Cardiac subsarcolemmal (SSM) and interfibrillar (IFM) mitochondrial subpopulations possess distinct biochemical properties and differ with respect to their protein and lipid compositions, capacities for respiration and protein synthesis, and sensitivity to metabolic challenge, yet their responsiveness to mitochondrially active cardioprotective therapeutics has not been characterized. This study assessed the differential responsiveness of the two mitochondrial subpopulations to diazoxide, a cardioprotective agent targeting mitochondria.
Mitochondrial subpopulations were freshly isolated from rat ventricles and their morphologies assessed by electron microscopy and enzymatic activities determined using standard biochemical protocols with a plate reader. Oxidative phosphorylation was assessed from State 3 respiration using succinate as a substrate. Calcium dynamics and the status of Ca²⁺-dependent mitochondrial permeability transition (MPT) pore and mitochondrial membrane potential were assessed using standard Ca²⁺ and TPP⁺ ion-selective electrodes.
Compared to IFM, isolated SSM exhibited a higher sensitivity to Ca²⁺ overload-mediated inhibition of adenosine triphosphate (ATP) synthesis with decreased ATP production (from 375±25 to 83±15 nmol ATP/min/mg protein in SSM, and from 875±39 to 583±45 nmol ATP/min/mg protein in IFM). In addition, SSM exhibited reduced Ca²⁺-accumulating capacity as compared to IFM (230±13 vs. 450±46 nmol Ca²⁺/mg protein in SSM and IFM, respectively), suggestive of increased Ca²⁺ sensitivity of MPT pore opening.

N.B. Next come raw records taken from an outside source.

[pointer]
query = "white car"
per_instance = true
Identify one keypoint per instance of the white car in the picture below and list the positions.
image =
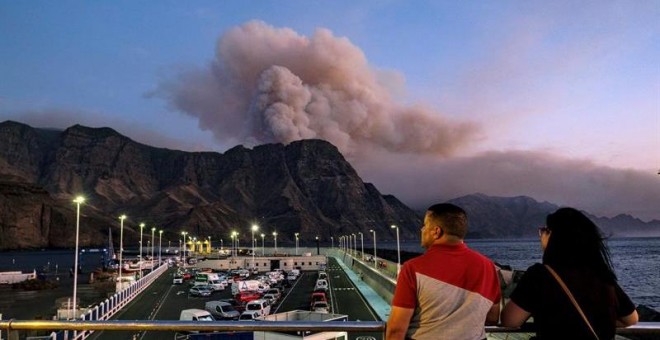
(249, 315)
(320, 307)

Despite enhanced susceptibility to stress, SSM were more responsive to the protective effect of diazoxide (100 μM) against Ca²⁺ overload-mediated inhibition of ATP synthesis (67% vs. 2% in SSM and IFM, respectively).

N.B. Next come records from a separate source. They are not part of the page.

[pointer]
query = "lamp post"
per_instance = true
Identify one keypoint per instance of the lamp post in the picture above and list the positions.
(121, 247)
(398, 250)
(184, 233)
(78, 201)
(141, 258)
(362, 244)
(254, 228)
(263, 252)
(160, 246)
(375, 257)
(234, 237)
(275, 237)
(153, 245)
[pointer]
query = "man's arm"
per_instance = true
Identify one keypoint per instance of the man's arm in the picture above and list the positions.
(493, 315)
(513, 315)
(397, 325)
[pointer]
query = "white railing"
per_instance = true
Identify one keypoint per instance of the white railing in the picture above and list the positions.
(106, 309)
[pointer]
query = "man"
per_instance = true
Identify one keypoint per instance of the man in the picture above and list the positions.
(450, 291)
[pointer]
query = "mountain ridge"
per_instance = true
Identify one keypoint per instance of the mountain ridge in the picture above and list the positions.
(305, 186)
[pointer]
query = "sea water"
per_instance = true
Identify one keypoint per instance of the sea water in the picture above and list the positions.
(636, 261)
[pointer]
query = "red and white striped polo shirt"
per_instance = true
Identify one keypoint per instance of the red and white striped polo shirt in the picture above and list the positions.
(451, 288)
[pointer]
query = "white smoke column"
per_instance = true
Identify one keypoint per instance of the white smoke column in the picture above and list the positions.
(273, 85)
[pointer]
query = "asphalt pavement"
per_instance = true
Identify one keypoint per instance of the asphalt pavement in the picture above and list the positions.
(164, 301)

These results provide evidence for the distinct sensitivity of cardiac SSM and IFM toward Ca²⁺-dependent metabolic stress and the protective effect of diazoxide on mitochondrial energetics.
心肌亚肌纤维(SSM)和纤维间(IFM)线粒体亚群具有不同的生化特性,在其蛋白质和脂质组成、呼吸和蛋白质合成能力以及对代谢挑战的敏感性方面存在差异,但它们对具有线粒体活性的心脏保护治疗的反应性尚未得到描述。本研究评估了两种线粒体亚群对靶向线粒体的心脏保护剂二氮嗪的不同反应性。

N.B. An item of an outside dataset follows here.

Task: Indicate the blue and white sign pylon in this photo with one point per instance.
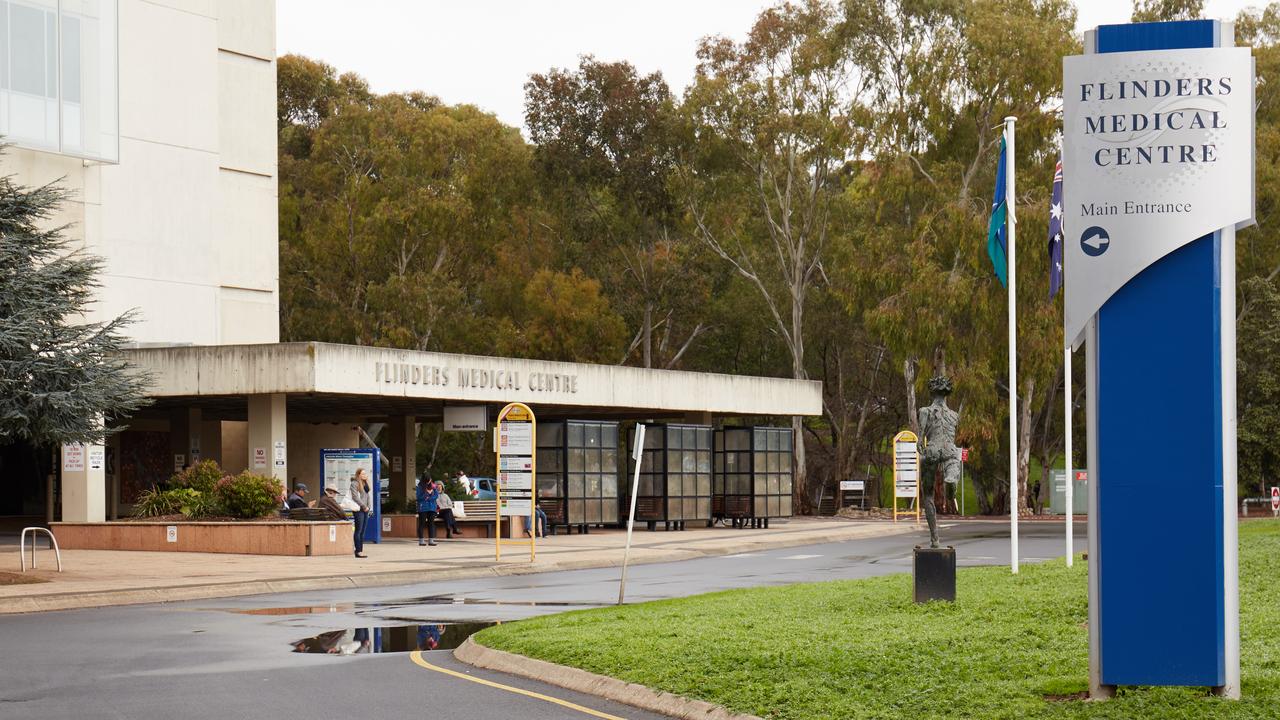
(1159, 176)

使用电子显微镜评估线粒体亚群的形态,并使用标准生化方案和板读数器确定其酶活性。使用琥珀酸作为底物,通过状态 3 呼吸评估氧化磷酸化。使用标准 Ca²⁺和 TPP⁺离子选择性电极评估 Ca²⁺动力学和 Ca²⁺依赖性线粒体通透性转换(MPT)孔和线粒体膜电位的状态。
与 IFM 相比,分离的 SSM 对 Ca²⁺超负荷介导的三磷酸腺苷(ATP)合成抑制更为敏感,导致 ATP 生成减少(在 SSM 中从 375±25 降至 83±15 nmol ATP/min/mg 蛋白,在 IFM 中从 875±39 降至 583±45 nmol ATP/min/mg 蛋白)。此外,与 IFM 相比,SSM 表现出降低的 Ca²⁺积累能力(在 SSM 和 IFM 中分别为 230±13 和 450±46 nmol Ca²⁺/mg 蛋白),提示 MPT 孔开放的 Ca²⁺敏感性增加。尽管应激易感性增加,但 SSM 对二氮嗪(100 μM)对 Ca²⁺超负荷介导的 ATP 合成抑制的保护作用更敏感(在 SSM 和 IFM 中分别为 67%和 2%)。
这些结果为心肌 SSM 和 IFM 对 Ca²⁺依赖性代谢应激的不同敏感性以及二氮嗪对线粒体能量学的保护作用提供了证据。